Closed xutianq999 closed 1 year ago

xutianq999 commented 1 year ago

Hi Benedikt Thank you so much for this work, I have achieved training and prediction with the help of your documentation But I encountered difficulties when I wanted to use it on non-lidar point cloud data. This data comes from my depth camera [Bumblebeexb3]. The following is a sketch of it opened in Cloudcompare and in txt format. 1672472465784 754fd287d70b0d752352c6f9202ae97 The data contained in it is x y z intensity.It may not be obvious but it is a landslide of an indoor experiment, and I hope to predict the landslide through this work.
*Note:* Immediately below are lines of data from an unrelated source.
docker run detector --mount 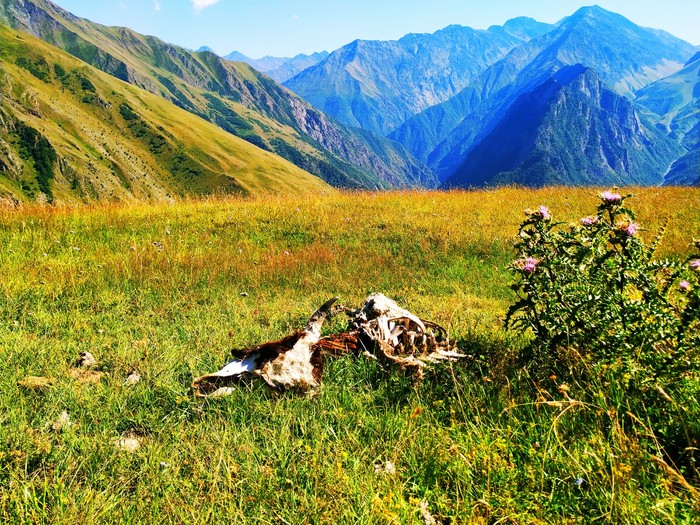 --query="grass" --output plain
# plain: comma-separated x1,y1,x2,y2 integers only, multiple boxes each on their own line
0,188,700,524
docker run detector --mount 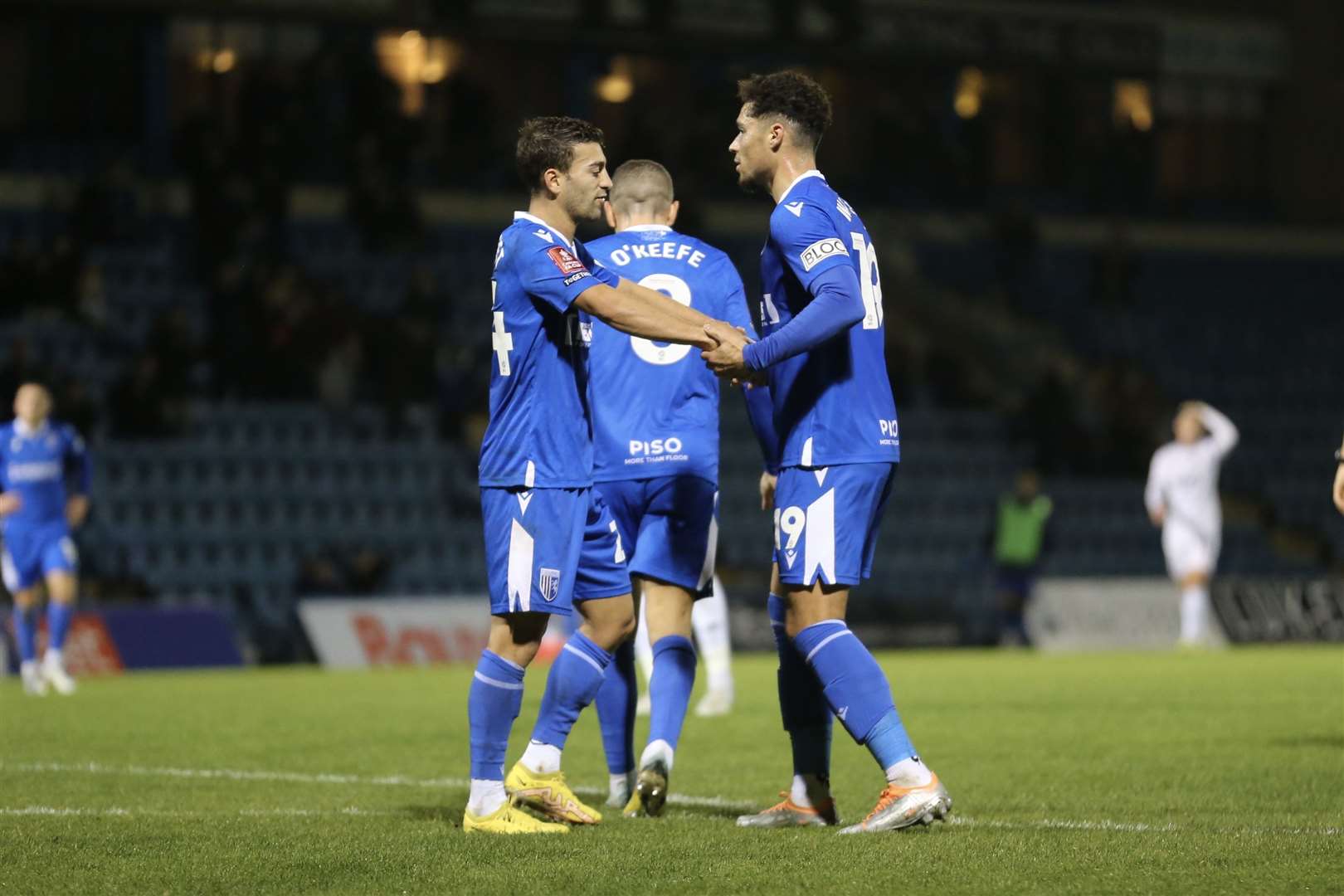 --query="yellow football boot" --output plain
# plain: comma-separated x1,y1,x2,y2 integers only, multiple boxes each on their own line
462,802,570,835
504,762,602,825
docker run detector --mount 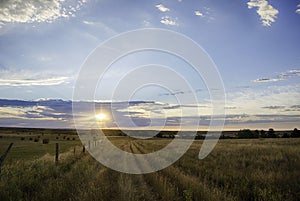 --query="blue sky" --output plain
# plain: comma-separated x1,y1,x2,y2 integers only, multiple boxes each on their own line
0,0,300,129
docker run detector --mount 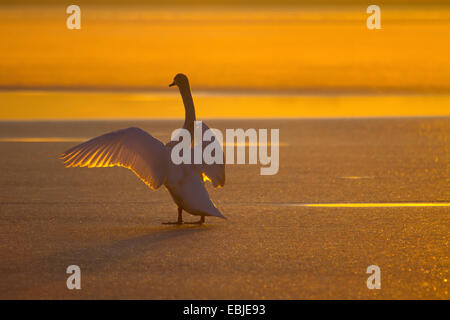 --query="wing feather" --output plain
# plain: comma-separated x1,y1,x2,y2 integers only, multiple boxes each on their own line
60,127,168,189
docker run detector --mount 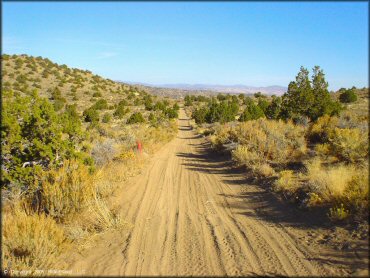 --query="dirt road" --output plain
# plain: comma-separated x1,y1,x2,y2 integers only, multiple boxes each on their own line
68,110,358,276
My problem is that he reported this error when I converted the txt file into a .bin file through the code. 1672472611345 I use numpy to convert the data point_cloud = numpy.loadtxt("try.txt") a.tofile("try.bin")

When I use Cloudcompare to convert the txt file into .pcd and open it to add the intensity header file and then convert .pcd into .bin through another script, I can run through the above preprocessing link, but Dataloader does not read the data df9a5e2d5a1b38cfd280ab1580fed8c 8371914b560bc8dd589584bdf37b43f You can also see that the calculated averages are all 0. Could you please give me some suggestion or solution?

benemer commented 1 year ago

Hey @xutianq999!

The error you get during preprocessing is because we assume to have 3D points in the local frame of a rotating laser scanner with the field of view defined in parameters.yaml. During preprocessing, the point cloud is represented as a range image using a spherical projection.

You could try to process the disparity image of your stereo camera instead of the resulting 3D points. Given the baseline and the focal length of your setup, you can compute the depth values resulting in a 2D depth image. It might be easier to write your own dataloader. Just make sure it returns past and future images and the required meta data. The images should be torch.tensor objects of size (n_channels, n_steps, height, width), where the channel could be the disparity/depth in your case.

Also, you should disable the CIRCULAR_PADDING since this only holds for images with 360 degrees horizontal field of view.

Best Benedikt

xutianq999 commented 1 year ago

Thank you very much. I have been troubled by this problem for a long time and tried many ways. I did not expect you to reply so quickly. Once again, I would like to express my high respect to you. Regarding the suggestion you mentioned, when I was reading the code, I noticed the part that forms the range_iamge by 3D point projection. I also tried to change some properties in the yaml file but did not achieve good results. I noticed that you also mentioned in your paper that CIRCULAR_PADDING will improve the data of the mechanic lidar to a certain extent. Please forgive me and confirm to you again, I should rewrite Dataloader, not to read 3D point cloud files like .bin files, but to directly input depth maps, right? As the landslide data I provided above, can I convert it into a depth map, and then directly use such data for training?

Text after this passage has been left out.